Operator: The next question is from Fadi Chamoun from BMO.
Fadi Chamoun: Yes. And, Ed, nice to have you back on this call. I hate to make you endure one more question on guidance. But I hear you talking about how operationally things should continue to improve this year and pricing ahead of inflation and you’ve got the share count going down in the 3%, 4% on average this year potentially. Just how bad do you think the volume could be this year? Just seems to be kind of the variable that may be keeping you on the edge a little bit with the guidance. Are there kind of specific end market you’re worried about? Are there other cost items that outside of the labor that maybe just last are factored in this guidance that you may be missing?
Tracy Robinson: Thanks, Fadi. Let me take a start at that one. We think it’s prudent given the uncertainty of the volume environment, the economic environment to be a little bit cautious here. As we said, North American the production — industrial production slightly negative. We believe on volumes, we’re going to do more than that. We’ve got the next schedule. We’ve got all the building blocks that we’ll continue to work on the next step up on the scheduled railroading, a little bit more velocity. Doug, on the 1/3 that’s opening up is going to go after pricing ahead of inflation. As Ghislain said, we’ve got some headwinds on the labor side that we’re working through. We hope to be able to mitigate. But we think it’s prudent given where we are in the year, to be a little bit cautious here.

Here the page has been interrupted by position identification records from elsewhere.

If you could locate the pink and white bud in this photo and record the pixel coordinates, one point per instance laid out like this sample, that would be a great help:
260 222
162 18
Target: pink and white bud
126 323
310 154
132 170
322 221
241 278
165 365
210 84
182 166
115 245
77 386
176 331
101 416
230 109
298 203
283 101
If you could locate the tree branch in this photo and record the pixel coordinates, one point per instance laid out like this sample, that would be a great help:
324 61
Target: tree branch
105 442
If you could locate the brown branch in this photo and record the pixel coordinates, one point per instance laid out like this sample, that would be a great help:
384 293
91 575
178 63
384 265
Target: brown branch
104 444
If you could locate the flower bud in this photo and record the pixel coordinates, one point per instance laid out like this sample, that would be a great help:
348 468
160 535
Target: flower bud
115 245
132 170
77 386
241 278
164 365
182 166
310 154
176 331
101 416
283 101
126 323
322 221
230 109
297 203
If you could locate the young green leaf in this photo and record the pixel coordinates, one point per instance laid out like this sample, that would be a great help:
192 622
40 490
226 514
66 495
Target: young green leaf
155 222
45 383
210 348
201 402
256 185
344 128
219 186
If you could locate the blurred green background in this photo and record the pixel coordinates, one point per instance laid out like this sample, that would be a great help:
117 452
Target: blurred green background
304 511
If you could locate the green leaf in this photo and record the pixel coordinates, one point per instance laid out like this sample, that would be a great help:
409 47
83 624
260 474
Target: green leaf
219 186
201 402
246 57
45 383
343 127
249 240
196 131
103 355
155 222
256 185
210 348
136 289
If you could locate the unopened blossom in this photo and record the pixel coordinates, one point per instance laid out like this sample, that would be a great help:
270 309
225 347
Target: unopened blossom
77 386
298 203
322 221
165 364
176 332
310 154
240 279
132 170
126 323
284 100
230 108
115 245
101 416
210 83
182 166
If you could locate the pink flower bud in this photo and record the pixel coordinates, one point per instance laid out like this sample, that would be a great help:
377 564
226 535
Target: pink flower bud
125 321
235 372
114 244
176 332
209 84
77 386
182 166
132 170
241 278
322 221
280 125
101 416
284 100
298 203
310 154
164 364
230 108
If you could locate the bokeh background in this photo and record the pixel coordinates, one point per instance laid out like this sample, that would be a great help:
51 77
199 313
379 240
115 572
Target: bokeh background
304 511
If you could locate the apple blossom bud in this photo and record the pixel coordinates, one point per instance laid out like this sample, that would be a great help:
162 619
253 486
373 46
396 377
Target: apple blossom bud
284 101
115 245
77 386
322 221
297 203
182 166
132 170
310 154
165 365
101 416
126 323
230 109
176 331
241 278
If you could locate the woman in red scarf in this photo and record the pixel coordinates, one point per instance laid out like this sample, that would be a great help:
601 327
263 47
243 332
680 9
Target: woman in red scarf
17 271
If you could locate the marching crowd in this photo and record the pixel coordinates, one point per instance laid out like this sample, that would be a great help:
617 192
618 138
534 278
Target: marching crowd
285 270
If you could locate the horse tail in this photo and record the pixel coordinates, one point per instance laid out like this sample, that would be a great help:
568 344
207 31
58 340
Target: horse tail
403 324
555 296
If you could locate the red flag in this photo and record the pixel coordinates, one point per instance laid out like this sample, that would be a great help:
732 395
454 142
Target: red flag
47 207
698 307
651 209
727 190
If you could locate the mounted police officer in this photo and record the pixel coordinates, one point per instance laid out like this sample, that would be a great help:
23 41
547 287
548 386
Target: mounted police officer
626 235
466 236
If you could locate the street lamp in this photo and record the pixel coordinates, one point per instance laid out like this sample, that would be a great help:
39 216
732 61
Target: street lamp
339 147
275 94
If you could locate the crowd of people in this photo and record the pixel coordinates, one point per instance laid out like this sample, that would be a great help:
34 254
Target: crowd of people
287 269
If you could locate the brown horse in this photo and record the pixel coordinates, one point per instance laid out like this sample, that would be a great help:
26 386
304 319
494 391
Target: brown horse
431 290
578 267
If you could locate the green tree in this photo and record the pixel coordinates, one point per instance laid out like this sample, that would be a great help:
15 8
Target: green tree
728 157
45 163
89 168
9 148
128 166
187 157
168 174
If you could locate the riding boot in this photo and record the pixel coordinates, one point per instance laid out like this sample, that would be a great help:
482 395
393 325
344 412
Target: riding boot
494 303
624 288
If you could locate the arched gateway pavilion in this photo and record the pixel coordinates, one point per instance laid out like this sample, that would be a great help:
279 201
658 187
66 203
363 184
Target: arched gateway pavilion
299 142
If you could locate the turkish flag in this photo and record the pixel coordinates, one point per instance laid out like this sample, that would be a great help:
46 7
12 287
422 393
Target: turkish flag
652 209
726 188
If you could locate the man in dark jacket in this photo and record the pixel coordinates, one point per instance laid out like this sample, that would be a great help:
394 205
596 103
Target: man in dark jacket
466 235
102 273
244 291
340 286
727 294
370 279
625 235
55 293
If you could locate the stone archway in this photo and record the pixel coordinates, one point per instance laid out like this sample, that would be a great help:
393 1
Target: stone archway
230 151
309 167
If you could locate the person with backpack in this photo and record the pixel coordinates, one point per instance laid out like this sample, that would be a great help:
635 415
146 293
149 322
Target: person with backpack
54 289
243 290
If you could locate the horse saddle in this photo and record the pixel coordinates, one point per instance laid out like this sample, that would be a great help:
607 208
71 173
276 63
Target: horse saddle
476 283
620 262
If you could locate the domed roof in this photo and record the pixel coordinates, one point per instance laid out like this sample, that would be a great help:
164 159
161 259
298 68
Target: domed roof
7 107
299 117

So that’s where we’re sitting at this point. We recognize that as the year unfolds, this could be more optimistic or even, I guess, there’s a scenario where it’s more pessimistic. This is where we’re sitting right now.
Operator: The next question is from Scott Group from Wolfe Research.
Scott Group: So obviously, we’re all trying to figure out like how much of this is macro uncertainty, conservatism versus reality. So maybe Ghislain, like you talked about the $100 million headwind from the paid sick and work rules. Anything else just you want us to be considering. Is pension a headwind? I know fuel was a big tailwind last year. Does that turn into a headwind this year? Anything else that you just want us to be thinking about? And then I didn’t hear a CapEx number. I don’t know if I missed it, but if not, can you just share CapEx for the year?
Ghislain Houle: Yes. So yes, the big ticket items, obviously, is what I mentioned in terms of the labor headwind. In terms of pension, we don’t see a big headwind on pension. I think we see even a little bit of a tailwind next year. And I think on CapEx, I think that we did not talk a lot about CapEx. I think you can assume that we would continue to invest in the range, high level of the last few years. And those are the big ticket items. I think that when you look at fuel, it could be a bit of a headwind in terms of fuel surcharge. When you look at our average OHD last year, is — it was around $480. And I think that the spot rate on OHD so far is about $450. So if you assume that the $450 million remains, then that could be a bit of a in terms of fuel surcharge for 2023. But I would say that these are essentially the big ticket items.